In July 2022, a Dublin City Council official wrote to councillors to say it was abandoning plans for toilets on Clontarf prom, emails show. “Regrettably, local objections curtailed plans to put a unit into Clontarf Promenade and there are no plans at the present time to look at Clontarf again.”

Nichol says that locals had not objected to the first suggested location, which was near the junction with Haddon Road. “While our request was for toilets and not for a coffee dock, nobody had raised any issue with the Haddon Road location as far as we are aware.”

People want public toilets available when they walk the prom in Clonarf, she says, including in the evenings and in winter.

She doesn’t think toilets in Clontarf would need to be supervised throughout the day, she says, but the council would need to pay someone to clean and lock them, like other councils do.

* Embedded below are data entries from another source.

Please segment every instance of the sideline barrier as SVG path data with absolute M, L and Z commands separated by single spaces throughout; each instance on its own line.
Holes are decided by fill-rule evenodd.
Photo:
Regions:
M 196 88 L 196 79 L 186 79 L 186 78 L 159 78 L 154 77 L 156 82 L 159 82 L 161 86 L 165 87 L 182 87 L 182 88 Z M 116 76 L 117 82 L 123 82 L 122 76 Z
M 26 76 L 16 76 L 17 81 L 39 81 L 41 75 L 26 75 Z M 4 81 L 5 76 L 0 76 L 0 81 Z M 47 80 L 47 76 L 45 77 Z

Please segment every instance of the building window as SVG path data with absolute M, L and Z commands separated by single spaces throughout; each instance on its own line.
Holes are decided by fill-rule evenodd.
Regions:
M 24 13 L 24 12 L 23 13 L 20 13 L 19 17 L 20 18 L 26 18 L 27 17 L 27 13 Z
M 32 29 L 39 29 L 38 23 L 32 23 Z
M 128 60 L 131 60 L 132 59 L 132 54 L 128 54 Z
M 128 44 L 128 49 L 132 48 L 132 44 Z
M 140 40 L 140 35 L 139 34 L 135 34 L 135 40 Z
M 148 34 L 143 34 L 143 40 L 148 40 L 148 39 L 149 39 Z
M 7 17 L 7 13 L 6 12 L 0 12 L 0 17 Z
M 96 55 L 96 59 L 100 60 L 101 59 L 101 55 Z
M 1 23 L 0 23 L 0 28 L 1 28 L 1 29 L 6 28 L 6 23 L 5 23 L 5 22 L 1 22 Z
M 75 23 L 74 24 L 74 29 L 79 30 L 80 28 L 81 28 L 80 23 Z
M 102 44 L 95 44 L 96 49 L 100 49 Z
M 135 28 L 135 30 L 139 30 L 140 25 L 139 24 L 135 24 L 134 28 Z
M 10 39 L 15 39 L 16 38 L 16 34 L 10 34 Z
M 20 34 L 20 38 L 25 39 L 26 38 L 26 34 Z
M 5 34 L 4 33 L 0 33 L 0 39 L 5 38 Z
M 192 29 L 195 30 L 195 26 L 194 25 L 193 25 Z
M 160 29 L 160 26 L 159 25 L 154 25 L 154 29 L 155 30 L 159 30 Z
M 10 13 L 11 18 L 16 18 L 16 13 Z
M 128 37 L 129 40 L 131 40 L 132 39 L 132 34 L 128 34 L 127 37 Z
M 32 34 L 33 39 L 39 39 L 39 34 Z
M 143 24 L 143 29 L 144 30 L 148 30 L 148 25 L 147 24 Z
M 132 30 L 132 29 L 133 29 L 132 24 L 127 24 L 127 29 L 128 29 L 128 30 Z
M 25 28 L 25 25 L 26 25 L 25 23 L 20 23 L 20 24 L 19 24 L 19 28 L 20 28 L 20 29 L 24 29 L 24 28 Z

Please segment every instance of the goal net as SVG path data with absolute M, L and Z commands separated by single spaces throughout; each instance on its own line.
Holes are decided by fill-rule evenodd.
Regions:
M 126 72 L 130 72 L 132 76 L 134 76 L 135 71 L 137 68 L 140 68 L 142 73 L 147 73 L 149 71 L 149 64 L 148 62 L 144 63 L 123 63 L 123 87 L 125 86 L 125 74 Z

She cannot understand why South Dublin County Council and Fingal County Council can operate public toilets, and Dublin City Council has deemed it impossible to do so.

“The city council should provide public lavatories,” she says. “Other Dublin councils are doing it.”

Worth a penny

Back in Crumlin, Dunne, the councillor, says that when he was young there were two sets of public toilets close to the Eamonn Ceannt Park.

One set was on Sundrive Road, he says, and another was where the council is planning to build its new maintenance depot.

“When Ireland was a much less affluent country, we managed to provide public toilets,” he says.

There is cross-party agreement among councillors that the council should run toilets in the city’s parks, he says, as most city councils do. “If you go to most cities you either have portaloos or supervised toilets.”

Where toilets are staffed there is often a charge for entry. This practice gave rise to the expression to “spend a penny”, he says.

If there is a cost involved in staffing toilets, it would be better to charge people to use the loo than to have no facilities, he says.

How much it would cost the council to run a toilet, per pee, would depend to some extent on how much a toilet is used.

In April 2022, a council official said that it was costing the council the equivalent of €7 per pee for a toilet they had put in on Ryder’s Row.

In Eamonn Ceannt Park, the council is about to embark on a construction project, says Dunne. “The ideal solution would be permanent public toilets as part of the new council depot.”